Gone With the Wind, review: 'sublime'

An epic from the golden age of moviemaking, the story
of Scarlett O'Hara and Rhett Butler swept the Oscars in 1939

Film review by Serena Davies, 16 November 2015, The Telegraph

 

Gone With the Wind (1939) was directed by Victor Fleming. Starring Clark Gable, Vivien Leigh, Leslie Howard, Olivia de Havilland.

Gone with the Wind, Margaret Mitchell's Pulitzer Prize-winning novel, is one of the bestsellers of all time, with at least 28 million copies and more than 155 editions having been published in nearly every language and country. Its immortality has been secured by David O. Selznick's 1939 film adaptation, winner of 11 Oscars, including the first for a black actor, Hattie McDaniel.

It was also one of the first major movies to be made in splendid (and expensive) Technicolor, Gone With the Wind is an epic from the golden age of moviemaking. Overblown and melodramatic, it somehow achieves more than the schmaltz of its parts, thanks to a spirited modern heroine, the spoilt Scarlett O'Hara, and its refusal to give us the neat conclusions you'd expect from a 19th-century saga of "cottonfields and cavaliers".

Scarlett stalks across the vast and awe-inspiring canvas of the American Civil War, backbiting and betraying along the way, but always lighting up the screen with what the man she is in love with, the wet Ashley Wilkes, describes as her "passion for life".

MGM had taken a risk, plucking Vivien Leigh from relative obscurity (England) to play the lead in one of the most lavish projects they'd ever undertaken, but it paid off.

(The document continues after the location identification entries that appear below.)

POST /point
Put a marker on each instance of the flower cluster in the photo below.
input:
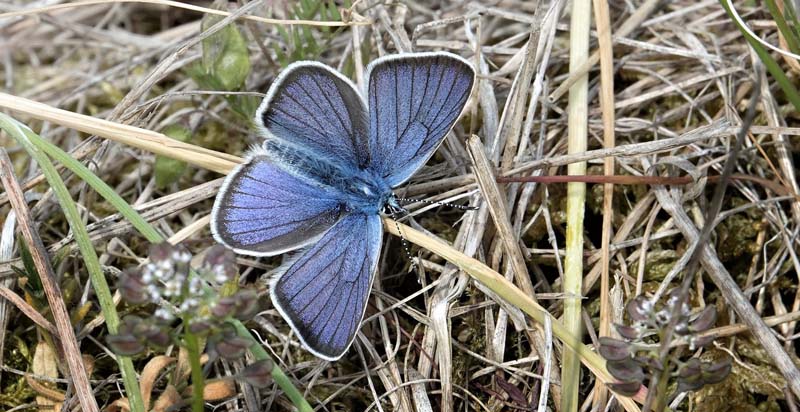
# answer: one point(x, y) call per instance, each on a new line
point(195, 297)
point(632, 359)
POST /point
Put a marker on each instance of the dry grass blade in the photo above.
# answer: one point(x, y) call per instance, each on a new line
point(85, 3)
point(66, 334)
point(133, 136)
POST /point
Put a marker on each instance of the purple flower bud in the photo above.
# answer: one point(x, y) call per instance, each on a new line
point(626, 370)
point(704, 320)
point(628, 332)
point(246, 304)
point(625, 388)
point(199, 326)
point(716, 372)
point(132, 288)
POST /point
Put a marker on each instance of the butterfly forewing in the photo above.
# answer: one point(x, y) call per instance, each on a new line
point(316, 109)
point(263, 209)
point(323, 294)
point(414, 101)
point(324, 173)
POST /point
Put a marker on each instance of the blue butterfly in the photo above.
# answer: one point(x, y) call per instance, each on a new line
point(324, 175)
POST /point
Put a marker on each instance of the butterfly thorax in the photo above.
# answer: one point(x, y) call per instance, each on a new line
point(360, 189)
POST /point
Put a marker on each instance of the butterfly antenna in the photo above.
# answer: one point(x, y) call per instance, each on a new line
point(393, 214)
point(428, 202)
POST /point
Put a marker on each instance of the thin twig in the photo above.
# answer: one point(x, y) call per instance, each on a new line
point(51, 288)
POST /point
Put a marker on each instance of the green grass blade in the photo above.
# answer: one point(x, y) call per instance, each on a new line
point(153, 236)
point(26, 137)
point(791, 37)
point(772, 66)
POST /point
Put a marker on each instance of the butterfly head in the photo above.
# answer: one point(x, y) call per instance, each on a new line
point(393, 208)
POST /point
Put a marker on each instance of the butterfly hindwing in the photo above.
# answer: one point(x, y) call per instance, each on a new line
point(414, 101)
point(323, 293)
point(317, 109)
point(264, 209)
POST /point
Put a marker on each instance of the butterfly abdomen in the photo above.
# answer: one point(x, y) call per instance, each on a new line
point(360, 190)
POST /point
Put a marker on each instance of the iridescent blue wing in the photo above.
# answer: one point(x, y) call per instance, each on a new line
point(265, 209)
point(414, 101)
point(317, 109)
point(323, 293)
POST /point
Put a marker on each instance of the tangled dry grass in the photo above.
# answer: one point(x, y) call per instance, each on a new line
point(435, 338)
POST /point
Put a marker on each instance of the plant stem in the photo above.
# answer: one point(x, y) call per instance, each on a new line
point(576, 198)
point(277, 373)
point(149, 232)
point(198, 381)
point(28, 139)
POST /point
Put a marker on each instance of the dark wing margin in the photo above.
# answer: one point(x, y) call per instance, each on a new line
point(323, 293)
point(414, 101)
point(312, 106)
point(263, 210)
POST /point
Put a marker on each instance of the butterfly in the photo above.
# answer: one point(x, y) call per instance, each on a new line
point(324, 175)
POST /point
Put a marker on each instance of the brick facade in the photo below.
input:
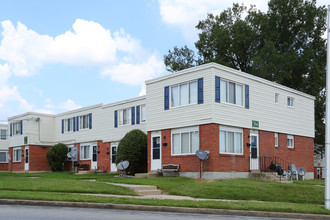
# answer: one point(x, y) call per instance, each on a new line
point(301, 155)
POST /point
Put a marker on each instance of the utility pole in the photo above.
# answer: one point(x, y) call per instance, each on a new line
point(327, 122)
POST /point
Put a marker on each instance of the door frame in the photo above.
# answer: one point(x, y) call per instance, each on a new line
point(113, 166)
point(254, 162)
point(26, 164)
point(157, 163)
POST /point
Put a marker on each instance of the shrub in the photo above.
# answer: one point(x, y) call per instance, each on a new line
point(56, 156)
point(133, 148)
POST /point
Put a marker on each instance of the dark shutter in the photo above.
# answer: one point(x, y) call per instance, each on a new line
point(217, 89)
point(77, 123)
point(166, 98)
point(247, 97)
point(133, 115)
point(74, 124)
point(90, 120)
point(116, 118)
point(138, 114)
point(200, 91)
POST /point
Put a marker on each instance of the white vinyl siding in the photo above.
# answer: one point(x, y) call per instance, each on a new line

Victor Fleming's screen version of Mitchell's mediocre tale of thwarted love amid the ashes of the old South worked because Leigh's mercurial brilliance made Scarlett believable. Add to that the charm and grace of Olivia de Havilland (the angelic Melanie), Leslie Howard (Ashley) and the never-so-divine Clark Gable (the actor who played the noble cad Rhett Butler died on November 16th 1960 after shooting the final scenes of The Misfits opposite Marilyn Monroe) and the whole thing became a sublime excuse to wallow in high passion for hours on end (all four of them).

Finally, its mythologised vision of history, where all Yankees were money-grabbing "baddies" and all Southern landowners nice to their slaves, can barely ring true; nor can its frequent declarations of romantic love. But this is a film that never fights shy of clichés. Rather, it collects them all up in one glorious heap so you can cherry-pick those that appeal. After all, tomorrow is another day.